Three quarters of Android and iOS apps have security vulnerabilities related to insecure data storage, according to a new report by enterprise security company Positive Technologies.
The report, first highlighted by ZDNet, lays out the security issues identified in many apps found on both the Google Play store and the iOS App Store. The insecure storage of data from apps could lead to information like passwords, financial details, personal data, and communications being accessible by hackers.
In addition to insecure data storage, which was the most commonly identified security issue, vulnerabilities classified as “high risk” were identified in 38% of iOS apps and 43% of Android apps. The report did not single out particular apps which were security threats, but rather identified trends throughout app design which could lead to security issues.
A particular concern raised by the report is that apps do not only work on the client side (i.e. on the user’s phone). They also often transmit data to a server which is hosted by the developer. While modern phone operating systems have some security mechanisms in place to prevent inappropriate access to data, there are often no such protections in place for data stored on the developer’s server or moving between the phone and the server. This means that vulnerabilities are just as common on the server side as on the client side.
The report includes recommendations for developers on how to create apps with better security, but what about for users? Firstly, users should pay attention to what access apps request when they are first installed. Look at what permissions an app is asking for and consider whether it is reasonable for the app’s function. If it is not, don’t install the app. Also, the report advises against rooting or jailbreaking your device as this disables some of the operating system’s built-in security features.
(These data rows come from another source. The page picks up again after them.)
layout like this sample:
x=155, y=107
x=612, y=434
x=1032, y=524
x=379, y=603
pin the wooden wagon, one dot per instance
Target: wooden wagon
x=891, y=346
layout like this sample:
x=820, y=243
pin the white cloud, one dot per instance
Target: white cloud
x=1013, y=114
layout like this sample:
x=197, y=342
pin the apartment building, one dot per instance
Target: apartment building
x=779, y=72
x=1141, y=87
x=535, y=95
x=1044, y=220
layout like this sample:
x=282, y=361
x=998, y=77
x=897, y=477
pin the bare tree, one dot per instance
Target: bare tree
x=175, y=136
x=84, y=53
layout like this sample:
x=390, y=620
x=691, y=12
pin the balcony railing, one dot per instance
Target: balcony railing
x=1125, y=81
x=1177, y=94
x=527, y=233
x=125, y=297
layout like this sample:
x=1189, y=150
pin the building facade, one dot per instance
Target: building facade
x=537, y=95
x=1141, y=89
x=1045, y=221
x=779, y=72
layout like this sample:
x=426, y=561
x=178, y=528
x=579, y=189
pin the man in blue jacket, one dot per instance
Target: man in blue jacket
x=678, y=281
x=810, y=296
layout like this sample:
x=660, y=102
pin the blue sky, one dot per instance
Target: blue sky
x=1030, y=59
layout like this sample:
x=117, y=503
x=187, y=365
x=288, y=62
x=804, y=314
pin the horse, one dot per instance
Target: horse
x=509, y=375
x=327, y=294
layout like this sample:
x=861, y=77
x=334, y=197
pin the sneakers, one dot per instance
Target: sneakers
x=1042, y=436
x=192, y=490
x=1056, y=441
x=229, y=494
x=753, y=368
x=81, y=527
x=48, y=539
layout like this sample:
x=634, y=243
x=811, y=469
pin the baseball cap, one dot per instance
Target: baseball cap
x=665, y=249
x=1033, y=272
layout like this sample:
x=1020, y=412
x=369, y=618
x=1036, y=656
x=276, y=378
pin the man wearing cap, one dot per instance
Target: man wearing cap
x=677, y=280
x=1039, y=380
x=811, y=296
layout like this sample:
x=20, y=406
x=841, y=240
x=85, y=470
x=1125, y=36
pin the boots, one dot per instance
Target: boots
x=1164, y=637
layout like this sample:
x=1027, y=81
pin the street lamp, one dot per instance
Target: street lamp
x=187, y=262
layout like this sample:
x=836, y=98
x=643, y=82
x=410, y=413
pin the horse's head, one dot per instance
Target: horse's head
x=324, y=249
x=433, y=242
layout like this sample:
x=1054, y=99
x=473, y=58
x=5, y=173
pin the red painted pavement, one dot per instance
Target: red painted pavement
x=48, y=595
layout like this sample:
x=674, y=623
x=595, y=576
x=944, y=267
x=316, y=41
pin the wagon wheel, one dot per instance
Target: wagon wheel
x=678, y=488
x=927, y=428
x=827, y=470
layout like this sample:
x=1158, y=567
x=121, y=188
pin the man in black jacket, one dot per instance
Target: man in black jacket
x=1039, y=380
Other recommended regular security practices include using a properly randomized password or pin (not your birthday) and being careful what links you click on. You should also update your OS and your apps regularly, avoid third-party app stores, and not plug your phone into unknown PCs or charging stations.
And finally, lest you think that one operating system is better than another in terms of app security, the report warns against this. Although there were slightly more vulnerabilities found in Android than iOS apps, the report states that “this difference is not significant, and the overall security level of mobile application clients for Android and iOS is roughly the same.”